- U.S. Senators are exploring several options to pass the currently-stalled American Vision for Safer Transportation Through Advancement of Revolutionary Technologies (AV START) Act before the November mid-term elections.
- Multiple sources confirmed to Smart Cities Dive that lawmakers want to either have the bill pass the full Senate by unanimous consent through addressing Senators’ remaining concerns, or they might attach it to another piece of legislation that receives floor time.
- According to the office of U.S. Sen. Gary Peters’, D-MI, the bill could be tacked onto reauthorization of the Federal Aviation Administration (FAA) or something else, depending on what gets floor time. Senate Commerce Committee spokesman Frederick Hall told Smart Cities Dive in an email the committee is "looking at different possibilities for moving the AV START Act."

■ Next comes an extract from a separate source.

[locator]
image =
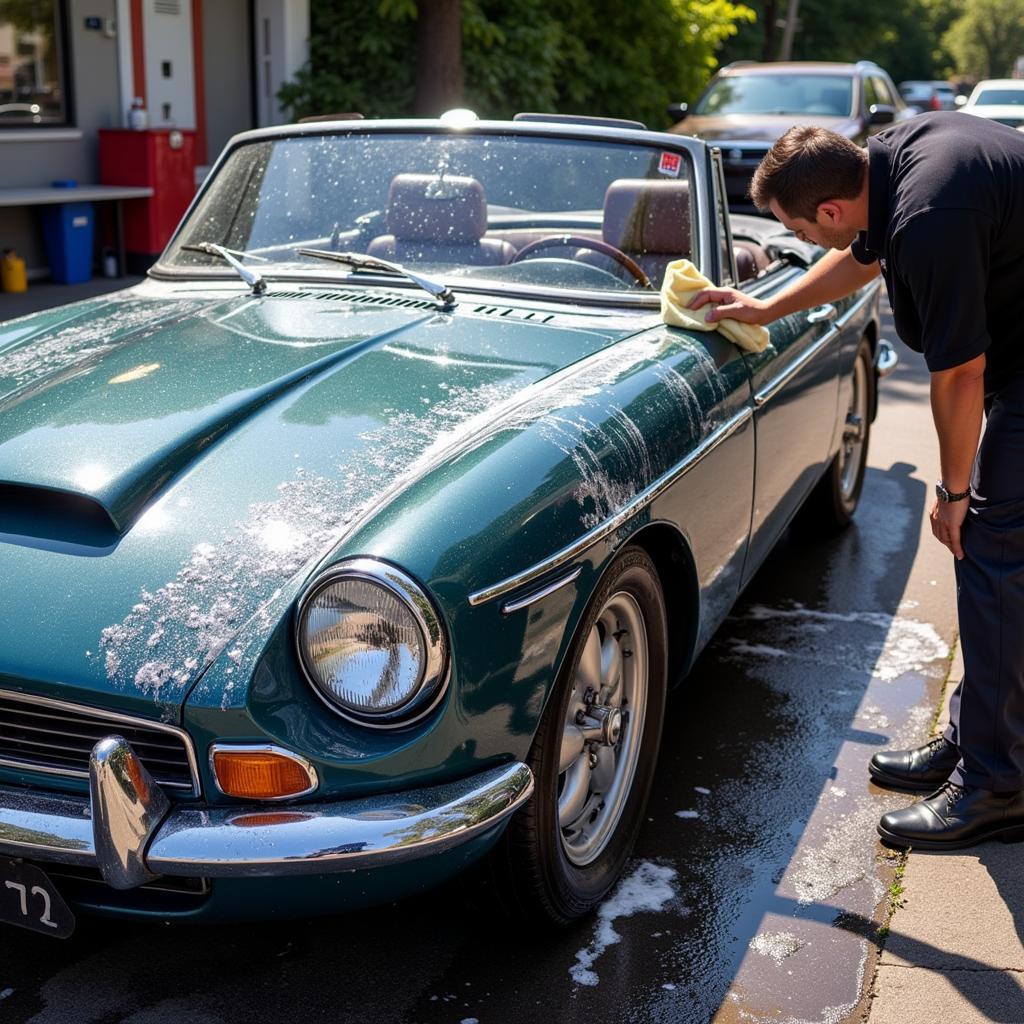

After passing the Senate Commerce Committee last year by a voice vote, the AV START Act has failed to make it to the floor of the full Senate, leading lawmakers to consider other maneuvers as they try and assure its passage. Earlier this year, Peters said the growth of autonomous vehicles (AVs) would help improve road safety, although their impact on the labor force requires more study, especially in areas such as trucking.
The legislation and the wider use of AVs have been the subject of worries from some Senators, including U.S. Sen. Dianne Feinstein, D-CA, who led a letter expressing concerns around their safety and implementation. Those concerns have played into the delay on the AV START Act’s passage, with several having placed a hold on the bill to prevent it moving forward. The letter calls for new safety standards, clear direction to federal regulators to analyze data on AV deployment, as well as the development of cybersecurity safeguards to protect that data.
Adding the bill to legislation reauthorizing the FAA could be a difficult lift given the high profile of that legislation. But with Senate Majority Leader Mitch McConnell having canceled most of the chamber’s August recess, Peters’ office expressed hope that it can get done before November with strong support from both sides of the aisle, something Hall agreed with. "We believe the legislation will attract significant bipartisan support in any floor vote," he said. The bill has also received support from the Competitive Enterprise Institute, a nonprofit dedicated to limited government.
AVs remain a hot topic in Congress, even after the House of Representatives passed its own piece of legislation, known as the SELF DRIVE Act. Earlier this week, officials with the House Energy and Commerce Committee, where the bill passed unanimously, blasted an op-ed by organizations opposed to the bill for what it described as several "myths."
And for those in the AV space, the lack of legislative certainty is causing some headaches. At this week's Meeting of the Minds Mobility Summit in Ann Arbor, MI, Joe Boissy, chief marketing officer at traffic and weather technology company Iteris said there needs to be clearer direction. "There is a lot of uncertainty, a lot of dichotomy today," he said during a panel discussion at the event.